Ma è abbastanza evidente che proprio questo eccessivo allargamento del campo di significato toglie ogni valore alla definizione in sé; e non è questione linguistica, ma squisitamente politica.
Se dunque l’etichetta di riformista nasce in un contesto inequivocabilmente di sinistra, in cui l’aspra discussione era sì sul metodo da utilizzare, ma non sulla necessità – da tutti condivisa – di mutare radicalmente gli assetti di una società bloccata in termini economici e sociali, il cortocircuito a cui assistiamo oggi è che di questo termine sembrano essersi appropriati gli alfieri della conservazione.

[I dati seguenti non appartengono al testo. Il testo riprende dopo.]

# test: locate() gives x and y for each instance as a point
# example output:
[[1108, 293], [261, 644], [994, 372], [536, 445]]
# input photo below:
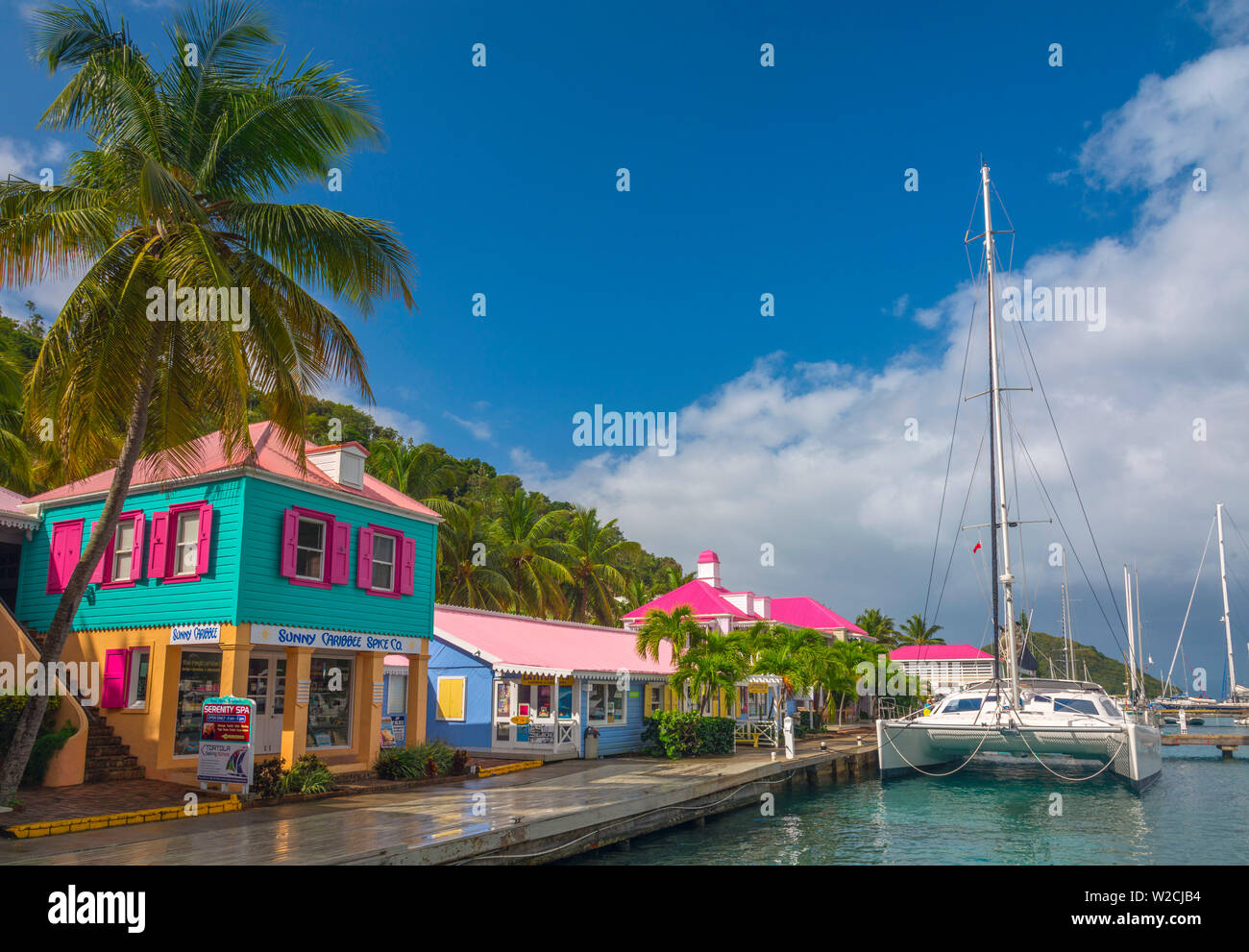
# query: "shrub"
[[308, 774], [674, 734], [269, 778], [48, 740]]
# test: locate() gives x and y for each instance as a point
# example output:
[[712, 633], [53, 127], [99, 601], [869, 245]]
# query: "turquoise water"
[[1198, 812]]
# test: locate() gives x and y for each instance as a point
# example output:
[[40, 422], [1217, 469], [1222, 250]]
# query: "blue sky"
[[748, 180]]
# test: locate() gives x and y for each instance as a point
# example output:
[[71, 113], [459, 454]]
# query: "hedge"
[[674, 734]]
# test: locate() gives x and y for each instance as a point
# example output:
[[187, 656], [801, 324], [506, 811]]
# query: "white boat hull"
[[908, 747]]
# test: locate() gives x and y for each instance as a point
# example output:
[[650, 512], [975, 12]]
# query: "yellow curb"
[[507, 769], [75, 824]]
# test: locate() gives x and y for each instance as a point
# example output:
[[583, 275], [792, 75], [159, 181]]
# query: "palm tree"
[[467, 574], [878, 624], [917, 631], [595, 555], [179, 187], [711, 668], [523, 540], [424, 473], [678, 627]]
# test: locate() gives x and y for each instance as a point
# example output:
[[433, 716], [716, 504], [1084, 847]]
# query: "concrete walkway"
[[437, 824]]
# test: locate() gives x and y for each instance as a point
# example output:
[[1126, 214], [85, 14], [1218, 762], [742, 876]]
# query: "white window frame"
[[390, 589], [180, 516], [607, 687], [463, 698], [299, 549], [117, 551], [133, 702]]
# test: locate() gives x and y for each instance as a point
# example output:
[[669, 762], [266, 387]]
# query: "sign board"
[[394, 731], [330, 639], [195, 635], [225, 741]]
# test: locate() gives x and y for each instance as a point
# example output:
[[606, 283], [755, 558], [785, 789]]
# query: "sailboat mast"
[[1227, 611], [999, 516], [1132, 639]]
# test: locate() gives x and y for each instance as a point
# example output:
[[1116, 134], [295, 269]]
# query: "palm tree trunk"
[[58, 632]]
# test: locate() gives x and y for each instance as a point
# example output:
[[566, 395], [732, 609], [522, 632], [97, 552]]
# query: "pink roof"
[[519, 643], [938, 652], [806, 612], [698, 595], [267, 456]]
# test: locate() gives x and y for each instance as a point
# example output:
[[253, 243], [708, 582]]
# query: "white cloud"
[[478, 427], [811, 457]]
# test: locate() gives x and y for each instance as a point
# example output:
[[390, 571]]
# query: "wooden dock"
[[526, 818], [1225, 743]]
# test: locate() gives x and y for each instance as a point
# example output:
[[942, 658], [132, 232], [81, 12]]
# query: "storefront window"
[[137, 677], [606, 703], [330, 703], [199, 678]]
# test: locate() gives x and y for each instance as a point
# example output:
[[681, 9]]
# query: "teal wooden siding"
[[148, 602], [267, 598]]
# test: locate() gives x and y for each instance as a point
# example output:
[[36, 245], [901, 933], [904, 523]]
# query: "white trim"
[[463, 698]]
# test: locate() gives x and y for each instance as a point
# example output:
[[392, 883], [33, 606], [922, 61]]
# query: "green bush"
[[674, 734], [308, 776], [48, 740], [435, 759]]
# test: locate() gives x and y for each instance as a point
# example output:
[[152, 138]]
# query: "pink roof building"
[[712, 603]]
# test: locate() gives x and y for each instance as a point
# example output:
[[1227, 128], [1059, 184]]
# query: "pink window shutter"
[[136, 560], [365, 558], [113, 678], [158, 552], [204, 545], [407, 568], [340, 553], [290, 536], [98, 574]]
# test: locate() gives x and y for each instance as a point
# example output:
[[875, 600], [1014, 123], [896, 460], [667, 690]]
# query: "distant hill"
[[1103, 670]]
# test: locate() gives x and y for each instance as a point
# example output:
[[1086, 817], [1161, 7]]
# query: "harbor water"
[[1004, 812]]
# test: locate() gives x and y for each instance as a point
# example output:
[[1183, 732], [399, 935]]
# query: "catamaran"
[[1044, 719]]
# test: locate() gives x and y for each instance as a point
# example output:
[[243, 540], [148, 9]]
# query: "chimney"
[[708, 568], [341, 462]]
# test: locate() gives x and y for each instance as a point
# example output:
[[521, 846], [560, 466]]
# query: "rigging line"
[[1074, 486], [967, 499], [1072, 548], [949, 457]]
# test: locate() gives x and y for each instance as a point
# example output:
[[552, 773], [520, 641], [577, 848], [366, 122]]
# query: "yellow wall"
[[149, 731]]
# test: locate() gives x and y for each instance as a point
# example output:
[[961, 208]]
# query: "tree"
[[878, 624], [527, 551], [467, 574], [713, 665], [595, 555], [179, 190], [917, 631]]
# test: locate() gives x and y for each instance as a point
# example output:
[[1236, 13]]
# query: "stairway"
[[107, 756]]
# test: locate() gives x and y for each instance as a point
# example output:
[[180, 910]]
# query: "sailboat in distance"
[[1012, 715]]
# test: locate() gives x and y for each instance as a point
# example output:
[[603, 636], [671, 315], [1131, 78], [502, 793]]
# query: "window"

Come indicare altrimenti, infatti, quegli esponenti politici e quell’area che si oppongono strenuamente a ogni tentativo di modificare la disparità sociale? Quale altra definizione sarebbe adatta a individuare chi si schiera costantemente dalla parte della rendita e porta avanti politiche ispirate alla tutela del privilegio, piuttosto che alla lotta per una maggiore uguaglianza?
Già quando in quell’area si facevano chiamare “moderati” era lecito avere qualche perplessità, vista la ferocia di certe loro posizioni ideologiche. Ma non solo: nelle parole di alcuni di questi esponenti, l’etichetta di riformisti sarebbe estendibile perfino a personaggi politici che, a uno sguardo meno legato alla convenienza, non possono apparire altro che reazionari, perché militanti in formazioni politiche che, su numerosi argomenti, dai diritti civili a quelli del lavoro, hanno più volte dimostrato, con la propaganda o con i fatti, di voler riportare all’indietro le lancette della storia. Del resto, siamo all’assurdo per cui ormai perfino l’estrema destra, nell’Europarlamento, si definisce dei “Conservatori e riformisti”, come se una storia come quella di Matteotti potesse coesistere con chi cova una neanche tanto segreta passione per chi l’ha fatto massacrare.

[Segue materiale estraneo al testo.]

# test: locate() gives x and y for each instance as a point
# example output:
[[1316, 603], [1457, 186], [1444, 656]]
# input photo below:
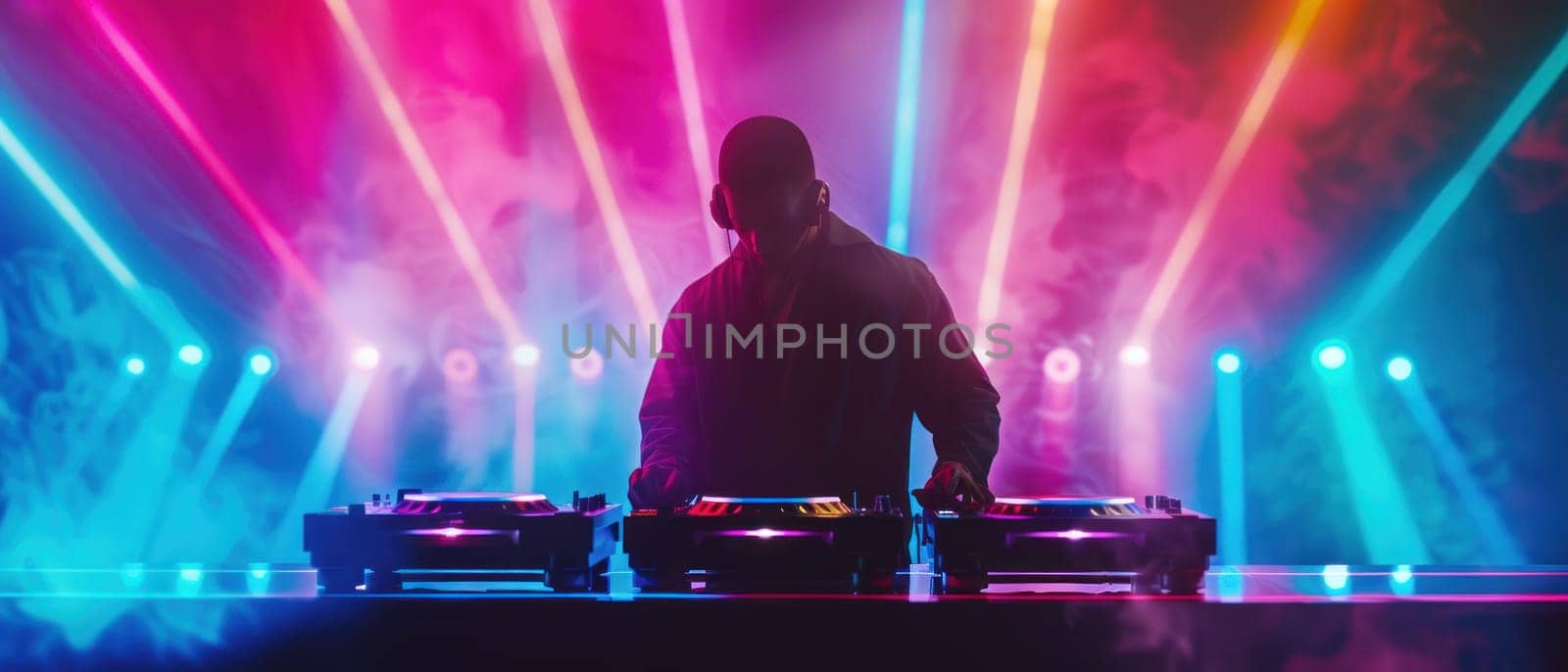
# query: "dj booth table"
[[1249, 617]]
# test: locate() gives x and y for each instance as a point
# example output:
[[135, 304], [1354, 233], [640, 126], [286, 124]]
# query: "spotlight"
[[1062, 365], [1332, 355], [368, 358], [1400, 368], [588, 366], [1136, 356], [261, 363], [1228, 362], [525, 355], [192, 355]]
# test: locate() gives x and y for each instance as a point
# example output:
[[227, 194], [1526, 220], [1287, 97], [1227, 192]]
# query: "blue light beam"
[[904, 125]]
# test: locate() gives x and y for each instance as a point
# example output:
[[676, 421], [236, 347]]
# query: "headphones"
[[815, 195]]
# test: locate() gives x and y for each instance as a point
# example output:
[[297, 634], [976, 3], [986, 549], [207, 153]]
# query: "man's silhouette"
[[828, 417]]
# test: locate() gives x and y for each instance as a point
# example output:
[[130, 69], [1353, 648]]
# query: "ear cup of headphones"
[[718, 209]]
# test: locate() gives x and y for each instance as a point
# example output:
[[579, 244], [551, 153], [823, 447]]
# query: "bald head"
[[764, 152]]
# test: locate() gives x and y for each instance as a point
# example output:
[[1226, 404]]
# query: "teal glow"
[[261, 363], [1337, 577], [1233, 464], [1332, 355], [320, 472], [192, 355], [148, 301], [1400, 368], [1490, 525], [1388, 528], [904, 125], [1228, 362], [65, 207], [1458, 187], [240, 400]]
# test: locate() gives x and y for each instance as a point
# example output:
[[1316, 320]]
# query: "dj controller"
[[750, 544]]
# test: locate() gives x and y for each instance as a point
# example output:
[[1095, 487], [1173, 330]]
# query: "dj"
[[833, 417]]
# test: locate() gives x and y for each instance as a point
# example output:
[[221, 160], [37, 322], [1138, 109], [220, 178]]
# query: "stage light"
[[588, 366], [425, 172], [151, 303], [368, 358], [1400, 368], [1062, 365], [904, 125], [593, 160], [1233, 457], [697, 132], [1337, 577], [1018, 141], [192, 355], [1236, 146], [261, 363], [1458, 187], [1332, 356], [525, 355], [276, 242], [1136, 355]]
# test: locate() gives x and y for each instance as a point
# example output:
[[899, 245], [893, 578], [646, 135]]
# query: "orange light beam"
[[425, 172], [697, 132], [593, 162], [1236, 148], [1029, 81]]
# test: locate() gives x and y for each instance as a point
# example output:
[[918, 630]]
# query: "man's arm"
[[956, 402], [670, 426]]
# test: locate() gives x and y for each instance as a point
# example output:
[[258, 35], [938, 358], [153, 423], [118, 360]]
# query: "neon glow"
[[904, 125], [1388, 528], [593, 162], [1134, 356], [1228, 362], [1490, 523], [368, 358], [425, 172], [590, 366], [697, 130], [1332, 356], [1233, 459], [525, 355], [1231, 157], [1458, 187], [1400, 368], [261, 363], [149, 303], [1029, 83], [274, 240], [1062, 365]]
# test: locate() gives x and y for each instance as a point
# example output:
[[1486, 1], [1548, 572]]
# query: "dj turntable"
[[750, 544], [463, 536], [1156, 544]]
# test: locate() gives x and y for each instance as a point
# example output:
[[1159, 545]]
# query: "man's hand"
[[658, 488], [954, 488]]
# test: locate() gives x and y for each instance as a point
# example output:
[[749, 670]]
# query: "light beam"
[[1029, 81], [593, 160], [1223, 171]]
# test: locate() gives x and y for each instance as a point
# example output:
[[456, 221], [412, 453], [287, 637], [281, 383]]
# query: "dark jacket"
[[804, 423]]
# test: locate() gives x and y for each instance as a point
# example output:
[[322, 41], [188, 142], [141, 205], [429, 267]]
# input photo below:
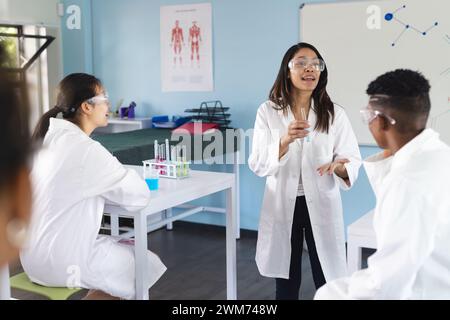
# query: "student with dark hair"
[[73, 176], [15, 186], [305, 146], [412, 215]]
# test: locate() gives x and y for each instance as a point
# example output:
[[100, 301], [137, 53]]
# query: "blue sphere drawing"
[[392, 16]]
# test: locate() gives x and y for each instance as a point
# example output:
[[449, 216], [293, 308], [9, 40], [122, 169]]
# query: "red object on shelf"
[[196, 127]]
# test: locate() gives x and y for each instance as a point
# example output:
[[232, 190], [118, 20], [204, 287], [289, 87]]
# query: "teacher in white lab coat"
[[73, 176], [305, 146], [15, 186]]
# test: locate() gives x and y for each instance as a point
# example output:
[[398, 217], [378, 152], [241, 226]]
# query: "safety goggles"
[[368, 115], [98, 99], [303, 63]]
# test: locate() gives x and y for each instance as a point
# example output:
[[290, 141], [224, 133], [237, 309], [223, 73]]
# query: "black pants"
[[288, 289]]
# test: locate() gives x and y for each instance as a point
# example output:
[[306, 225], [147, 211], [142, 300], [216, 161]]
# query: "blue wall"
[[249, 40]]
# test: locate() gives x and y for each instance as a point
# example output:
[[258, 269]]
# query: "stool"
[[22, 282], [360, 234]]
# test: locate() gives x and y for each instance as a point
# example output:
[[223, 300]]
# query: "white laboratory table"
[[174, 193], [360, 234], [116, 125]]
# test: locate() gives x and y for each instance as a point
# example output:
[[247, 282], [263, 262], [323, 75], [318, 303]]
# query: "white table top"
[[174, 192], [128, 120], [363, 226]]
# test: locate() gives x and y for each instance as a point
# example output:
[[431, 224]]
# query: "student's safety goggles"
[[98, 99], [368, 115], [301, 64]]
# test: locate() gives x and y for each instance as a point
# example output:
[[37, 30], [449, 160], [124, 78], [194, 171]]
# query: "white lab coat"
[[412, 227], [322, 194], [72, 178]]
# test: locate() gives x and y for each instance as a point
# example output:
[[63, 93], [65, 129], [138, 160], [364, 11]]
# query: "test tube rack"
[[168, 169]]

A questo punto è evidente che chi ha seriamente a cuore i principi riformatori della sinistra deve tutelare la propria area non solo da indebite invasioni di campo (che pure in passato sono state frequenti), ma anche dalla progressiva liquefazione delle distinzioni e dei significati. Per quanto, se privato di un sostantivo indicante la collocazione politica, l’aggettivo riformista possa sembrare abbastanza vago, vuol dire invece una cosa ben precisa.
Dobbiamo riprendere a chiamare le cose con il loro nome, e dunque impedire a chi rappresenta la conservazione e il privilegio di appropriarsi delle parole d’ordine del socialismo e del liberalismo democratici, culture politiche nel cui incontro c’è l’unica possibilità di trasformare in meglio questo nostro sventurato Paese.
In sostanza, bisogna ribadire che un riformismo senza connotazione non esiste, un riformismo conservatore è una contraddizione in termini, e quindi la sua invocazione può essere solo un ennesimo gattopardesco, e molto italiano, tentativo di restare a galla di un pezzo di ceto politico che ormai è stato superato dalla Storia.